Le Conseil constitutionnel a toutefois jugé non conforme à la Constitution pour une question procédurale cet article dans le cadre de sa décision n° 2023-863 DC du 25 janvier 2024 (sans préjuger de la conformité du contenu de ces dispositions aux autres exigences constitutionnelles). En effet, les Juges de la rue Montpensier ont considéré que cet article était un cavalier législatif. Ce qui est formellement interdit par la Constitution.
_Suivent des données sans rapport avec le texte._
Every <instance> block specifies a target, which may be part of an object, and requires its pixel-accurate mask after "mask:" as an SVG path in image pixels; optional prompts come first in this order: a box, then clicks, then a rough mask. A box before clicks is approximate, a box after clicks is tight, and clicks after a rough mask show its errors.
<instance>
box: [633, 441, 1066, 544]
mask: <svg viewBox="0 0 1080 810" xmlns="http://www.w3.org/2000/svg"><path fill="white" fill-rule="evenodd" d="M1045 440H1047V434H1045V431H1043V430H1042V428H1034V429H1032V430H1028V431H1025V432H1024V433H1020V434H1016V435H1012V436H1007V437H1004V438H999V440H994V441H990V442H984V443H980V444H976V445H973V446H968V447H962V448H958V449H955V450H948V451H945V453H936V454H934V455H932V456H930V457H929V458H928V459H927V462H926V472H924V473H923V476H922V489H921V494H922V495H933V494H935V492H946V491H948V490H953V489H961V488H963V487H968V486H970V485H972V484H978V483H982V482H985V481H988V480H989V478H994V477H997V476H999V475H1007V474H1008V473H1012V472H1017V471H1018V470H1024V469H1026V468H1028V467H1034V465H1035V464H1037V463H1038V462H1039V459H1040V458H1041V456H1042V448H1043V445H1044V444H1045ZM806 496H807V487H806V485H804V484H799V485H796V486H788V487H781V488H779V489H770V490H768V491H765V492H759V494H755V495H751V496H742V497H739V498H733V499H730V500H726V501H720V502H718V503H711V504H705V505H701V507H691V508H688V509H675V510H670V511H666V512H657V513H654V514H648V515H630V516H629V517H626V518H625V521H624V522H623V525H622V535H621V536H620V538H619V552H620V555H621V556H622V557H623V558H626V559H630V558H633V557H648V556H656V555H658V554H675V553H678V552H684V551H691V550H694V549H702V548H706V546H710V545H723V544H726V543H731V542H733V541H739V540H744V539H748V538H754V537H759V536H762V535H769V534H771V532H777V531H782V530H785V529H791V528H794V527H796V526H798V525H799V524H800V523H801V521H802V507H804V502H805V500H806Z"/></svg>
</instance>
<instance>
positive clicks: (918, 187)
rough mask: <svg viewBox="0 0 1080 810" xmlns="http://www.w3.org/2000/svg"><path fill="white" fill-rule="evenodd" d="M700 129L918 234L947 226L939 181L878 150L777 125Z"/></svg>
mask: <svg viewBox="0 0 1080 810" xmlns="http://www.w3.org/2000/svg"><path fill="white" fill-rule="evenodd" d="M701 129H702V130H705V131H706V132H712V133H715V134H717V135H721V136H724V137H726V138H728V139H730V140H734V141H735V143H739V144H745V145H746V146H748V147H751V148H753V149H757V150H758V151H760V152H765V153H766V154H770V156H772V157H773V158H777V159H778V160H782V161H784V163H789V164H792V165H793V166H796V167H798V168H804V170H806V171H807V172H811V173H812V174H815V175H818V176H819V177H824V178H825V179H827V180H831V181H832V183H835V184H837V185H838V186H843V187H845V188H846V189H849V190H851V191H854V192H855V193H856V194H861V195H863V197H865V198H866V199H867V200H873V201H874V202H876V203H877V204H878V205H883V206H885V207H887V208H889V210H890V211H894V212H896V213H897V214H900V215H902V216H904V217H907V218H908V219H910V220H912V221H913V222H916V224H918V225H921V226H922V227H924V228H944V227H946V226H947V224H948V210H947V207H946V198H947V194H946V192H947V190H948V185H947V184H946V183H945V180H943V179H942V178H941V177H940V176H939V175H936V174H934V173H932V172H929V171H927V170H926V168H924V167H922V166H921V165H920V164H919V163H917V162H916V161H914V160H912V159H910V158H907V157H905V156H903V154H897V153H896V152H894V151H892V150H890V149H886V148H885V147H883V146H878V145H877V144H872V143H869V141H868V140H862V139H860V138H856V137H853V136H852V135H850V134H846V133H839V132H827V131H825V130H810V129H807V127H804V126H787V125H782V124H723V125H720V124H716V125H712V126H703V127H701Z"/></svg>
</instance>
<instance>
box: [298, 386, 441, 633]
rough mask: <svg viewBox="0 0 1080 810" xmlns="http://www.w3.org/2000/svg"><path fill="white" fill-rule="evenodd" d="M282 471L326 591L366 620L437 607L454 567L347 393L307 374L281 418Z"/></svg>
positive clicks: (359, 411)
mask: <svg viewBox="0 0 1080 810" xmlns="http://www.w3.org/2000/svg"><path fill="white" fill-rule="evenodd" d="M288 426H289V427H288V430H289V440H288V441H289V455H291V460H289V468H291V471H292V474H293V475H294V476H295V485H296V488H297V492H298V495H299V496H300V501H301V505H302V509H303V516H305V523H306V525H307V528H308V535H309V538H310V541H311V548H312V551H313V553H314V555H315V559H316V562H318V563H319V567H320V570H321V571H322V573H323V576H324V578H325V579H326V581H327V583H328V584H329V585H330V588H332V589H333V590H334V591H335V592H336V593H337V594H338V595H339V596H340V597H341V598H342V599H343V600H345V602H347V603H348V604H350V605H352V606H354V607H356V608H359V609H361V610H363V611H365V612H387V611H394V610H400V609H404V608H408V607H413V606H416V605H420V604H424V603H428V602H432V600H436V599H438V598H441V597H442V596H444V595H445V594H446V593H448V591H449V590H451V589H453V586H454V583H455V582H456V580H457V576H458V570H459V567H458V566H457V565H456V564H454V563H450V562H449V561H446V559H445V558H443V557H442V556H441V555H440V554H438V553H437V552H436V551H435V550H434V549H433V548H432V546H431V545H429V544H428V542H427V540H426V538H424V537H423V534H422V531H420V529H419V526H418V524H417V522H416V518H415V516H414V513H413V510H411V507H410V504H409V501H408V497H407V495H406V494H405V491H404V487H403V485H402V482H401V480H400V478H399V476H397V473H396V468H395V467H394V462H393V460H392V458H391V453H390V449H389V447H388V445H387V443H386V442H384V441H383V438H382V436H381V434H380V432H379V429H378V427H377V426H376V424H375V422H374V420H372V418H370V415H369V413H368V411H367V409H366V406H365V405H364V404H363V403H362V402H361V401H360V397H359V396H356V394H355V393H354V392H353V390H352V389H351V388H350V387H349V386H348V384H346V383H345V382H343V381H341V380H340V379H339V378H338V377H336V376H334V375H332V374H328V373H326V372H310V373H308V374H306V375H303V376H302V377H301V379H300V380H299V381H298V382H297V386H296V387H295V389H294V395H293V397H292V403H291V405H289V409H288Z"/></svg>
Un cavalier législatif est usuellement compris comme désignant « les dispositions contenues dans un projet ou une proposition de loi qui, en vertu des règles constitutionnelles ou organiques régissant la procédure législative, n’ont pas leur place dans le texte dans lequel le législateur a prétendu les faire figurer”.
Le premier alinéa de l’article 45 de la Constitution dispose d’ailleurs que « tout amendement est recevable en première lecture dès lors qu’il présente un lien, même indirect, avec le texte déposé ou transmis ». Mais le Conseil constitutionnel avait déjà consacré cette notion dans une décision du 28 décembre 1985 et a pour la première fois censuré des cavaliers législatifs par une décision du 12 janvier 1989. Le Code civil dont est issu le droit du sol n’est pas le Code de l’entrée et du séjour des étrangers et du droit d’asile modifié par la loi immigration susvisée : le lien entre immigration et nationalité n’est en effet absolument pas évident. La décision des juges constitutionnels est donc difficilement critiquable au regard de ce qui précède.
Le fameux “gouvernement des juges » a pourtant encore été récemment ressuscité à la suite de la décision susvisée du Conseil constitutionnel. Ce n’était pas la première fois que la loi demandait à des enfants nés en France de manifester leur volonté de devenir Français depuis 1945. En effet, cette règle a été modifiée une première fois en 1993 lors d’une réforme sur le droit de la nationalité portée à l’époque par Charles Pasqua, alors ministre de l’Intérieur. Cette disposition est restée en vigueur relativement peu de temps puisque la gauche, de retour au pouvoir en cohabitation en 1998, est revenue à l’attribution automatique de la nationalité française à la majorité. Récemment encore, le droit du sol a encore chahuté la classe politique puisque le gouvernement envisage de supprimer le droit du sol à Mayotte, devenu département français depuis presque 13 ans. A cet égard, Gérald Darmanin, ministre de l’Intérieur, a annoncé une révision constitutionnelle visant à supprimer le droit du sol dans le 101e département français.
Depuis la loi n 2018-778 du 10 septembre 2018, la législation impose déjà aux parents étrangers un minimum d’un an de résidence en situation régulière sur le sol français pour que leur enfant, s’il naît à Mayotte, puisse prétendre à la nationalité française. L’exécutif entend aller plus loin encore : le fait de naître à Mayotte ne permettrait plus aux enfants de parents étrangers d’acquérir la nationalité française. Le droit du sol doit-il être déconnecté de la question des flux migratoires ? Je le pense. Cette réforme du droit du sol sur le territoire mahorais constituerait un sérieux coup de canif au jus solis. Et rien ne dit que cette réforme permettrait de casser le “phénomène migratoire” que connaît l’île comme l’affirme Emmanuel Macron. Mais, il faut admettre par honnêteté intellectuelle que la France n’a pas toujours été un fer de lance du droit du sol.
Le jus sanguinis – le droit du sang (lié à la filiation) – est aussi une réalité car depuis la deuxième moitié du XVIe siècle, le jus sanguinis et le jus soli ont toujours coexisté dans le droit français. Selon les époques, l’un ou l’autre de ces deux principes a prévalu. Ce qui est certain c’est que ces deux droits relèvent de deux philosophies bien différentes.